道中、やはり烈火とリーシャさんは目立つのか、周りの視線を集めていた。
「しかし、リーシャさんの剣捌きはやべーな。俺は最初見えなかったぜ」
「そうよね。大抵の人、修練を重ねた人でもそう言うもの。まぁ、榊君は別なんだけど」
「あー、玲央は仕方ねぇよ」
あれ? 二人の認め合う尊い話だったのに、また俺が入った件について。
「本人の自覚が低い事が難点だと思うの轟君」
「いや、あれはわざとそうしてんだよ。
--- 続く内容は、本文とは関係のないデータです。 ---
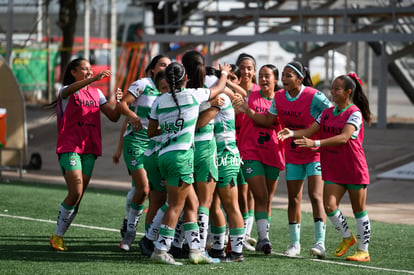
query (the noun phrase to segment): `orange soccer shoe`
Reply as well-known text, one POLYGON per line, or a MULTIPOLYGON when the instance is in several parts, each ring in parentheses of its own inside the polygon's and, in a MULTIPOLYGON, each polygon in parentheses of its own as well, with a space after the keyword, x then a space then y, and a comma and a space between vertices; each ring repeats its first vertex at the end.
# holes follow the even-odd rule
POLYGON ((349 238, 343 238, 342 242, 339 244, 339 246, 335 249, 334 256, 335 257, 341 257, 346 253, 348 248, 356 244, 356 238, 354 234, 351 232, 351 237, 349 238))

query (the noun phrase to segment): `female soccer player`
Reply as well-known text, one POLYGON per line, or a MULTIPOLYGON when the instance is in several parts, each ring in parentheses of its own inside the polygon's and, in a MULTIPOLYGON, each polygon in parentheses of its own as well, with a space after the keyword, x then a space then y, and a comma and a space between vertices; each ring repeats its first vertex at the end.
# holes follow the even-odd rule
POLYGON ((211 89, 184 88, 186 73, 179 63, 171 63, 165 71, 171 90, 154 102, 148 126, 149 137, 161 135, 158 162, 161 174, 167 181, 168 194, 168 208, 151 255, 154 261, 173 265, 181 264, 167 252, 174 238, 178 218, 184 209, 184 234, 190 248, 190 262, 212 263, 212 259, 203 254, 199 247, 198 201, 192 186, 194 182, 192 144, 199 106, 224 90, 229 69, 228 65, 221 67, 224 72, 223 76, 211 89))
POLYGON ((324 206, 329 220, 341 233, 343 240, 334 255, 340 257, 356 243, 346 218, 339 210, 339 202, 348 192, 356 218, 358 249, 347 261, 370 261, 368 246, 371 236, 370 220, 366 211, 368 166, 362 142, 363 120, 371 122, 368 99, 362 90, 362 82, 355 73, 337 77, 331 89, 335 107, 322 112, 316 122, 304 130, 283 129, 281 139, 298 138, 295 144, 301 148, 320 147, 324 206), (320 131, 320 139, 311 137, 320 131))
MULTIPOLYGON (((283 89, 275 93, 269 112, 265 115, 247 109, 246 114, 256 123, 269 127, 276 119, 283 127, 304 129, 322 111, 331 106, 326 96, 312 88, 309 71, 299 62, 288 63, 282 73, 283 89)), ((236 103, 237 104, 237 103, 236 103)), ((300 254, 300 222, 303 184, 308 177, 308 193, 313 209, 315 244, 310 252, 325 257, 325 212, 323 209, 323 181, 319 153, 296 146, 292 139, 285 141, 286 181, 288 189, 288 219, 291 244, 287 256, 300 254)))
POLYGON ((56 153, 68 194, 59 207, 56 229, 50 237, 51 246, 58 251, 67 250, 63 235, 78 213, 95 160, 102 155, 100 112, 113 122, 120 117, 119 111, 107 104, 102 92, 89 86, 110 76, 108 70, 93 75, 89 61, 84 58, 72 60, 63 75, 63 87, 56 101, 56 153))
POLYGON ((136 227, 144 211, 145 199, 149 194, 148 178, 143 162, 144 152, 149 143, 148 115, 152 103, 161 95, 155 87, 155 76, 170 63, 170 58, 165 55, 155 56, 146 69, 149 77, 132 83, 119 105, 119 111, 128 117, 129 124, 124 134, 123 153, 125 164, 135 185, 135 193, 128 213, 127 231, 119 246, 123 251, 129 251, 135 240, 136 227))

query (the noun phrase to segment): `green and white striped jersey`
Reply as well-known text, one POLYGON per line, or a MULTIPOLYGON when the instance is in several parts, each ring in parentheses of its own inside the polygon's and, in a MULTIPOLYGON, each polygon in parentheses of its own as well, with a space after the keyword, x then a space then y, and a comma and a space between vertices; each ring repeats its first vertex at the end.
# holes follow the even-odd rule
POLYGON ((151 113, 152 104, 161 93, 158 92, 154 82, 149 77, 138 79, 132 83, 128 88, 128 92, 135 97, 134 102, 132 102, 129 108, 135 112, 141 120, 142 130, 135 132, 131 125, 128 124, 125 135, 132 132, 135 138, 149 141, 147 136, 148 116, 151 113))
POLYGON ((230 98, 225 94, 220 94, 224 99, 223 106, 214 117, 214 136, 217 143, 217 155, 220 155, 225 150, 237 154, 239 149, 236 145, 236 127, 235 127, 235 113, 233 105, 231 105, 230 98))
MULTIPOLYGON (((213 75, 206 75, 206 79, 204 80, 204 88, 211 88, 217 84, 218 78, 213 75)), ((200 105, 200 114, 205 110, 209 109, 210 102, 203 102, 200 105)), ((212 140, 214 136, 213 132, 214 128, 214 120, 212 119, 207 125, 202 128, 196 129, 194 141, 205 141, 205 140, 212 140)))
POLYGON ((170 151, 188 150, 194 143, 199 106, 210 98, 210 89, 185 89, 176 93, 181 114, 170 92, 161 95, 151 109, 151 119, 161 127, 159 155, 170 151))

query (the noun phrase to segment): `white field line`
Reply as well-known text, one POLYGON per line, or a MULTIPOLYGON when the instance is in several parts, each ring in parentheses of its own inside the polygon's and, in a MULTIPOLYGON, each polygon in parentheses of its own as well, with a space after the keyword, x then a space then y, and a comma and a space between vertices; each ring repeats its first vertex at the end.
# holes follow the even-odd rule
MULTIPOLYGON (((56 221, 52 221, 52 220, 34 219, 34 218, 30 218, 30 217, 14 216, 14 215, 7 215, 7 214, 1 214, 1 213, 0 213, 0 217, 13 218, 13 219, 19 219, 19 220, 27 220, 27 221, 36 221, 36 222, 56 223, 56 221)), ((102 230, 102 231, 119 232, 119 229, 99 227, 99 226, 90 226, 90 225, 83 225, 83 224, 76 224, 76 223, 72 224, 71 226, 82 227, 82 228, 87 228, 87 229, 102 230)), ((143 236, 144 234, 137 232, 137 235, 143 236)), ((285 256, 283 253, 277 253, 277 252, 273 252, 272 254, 279 255, 279 256, 285 256)), ((287 256, 285 256, 285 257, 287 257, 287 256)), ((362 268, 362 269, 371 269, 371 270, 378 270, 378 271, 388 271, 388 272, 414 274, 413 270, 399 270, 399 269, 391 269, 391 268, 383 268, 383 267, 375 267, 375 266, 366 266, 366 265, 343 263, 343 262, 336 262, 336 261, 334 262, 334 261, 328 261, 328 260, 319 260, 319 259, 314 259, 314 258, 306 258, 306 257, 302 257, 302 256, 296 256, 296 257, 292 257, 292 258, 298 258, 298 259, 307 260, 307 261, 321 262, 321 263, 326 263, 326 264, 357 267, 357 268, 362 268)))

よく言うだろ、能ある鷹は爪を隠すってよ」
「!! 成程、盲点だったわ。私もまだまだね」
いえ、そんな事ありませんけど。
爪なんて隠した事ないですし、なんなら全てをさらけ出してますよ。
能力測定の結果見ましたよね?
なんて会話を聞きながら、時には相槌を打ちながら、先輩の元へとたどり着いた。
「おや? 一人増えているね?」
「ども。一年の轟 烈火っす」
「これはどうもご丁寧に。二年錬金術部副リーダーの、アーベルン・シュワルツだよ。そういえば、君達の名前も聞いてなかったね?」
「「あ」」
「おい……」
烈火に呆れ顔で見られてしまったけど、これは俺が悪いね、うん。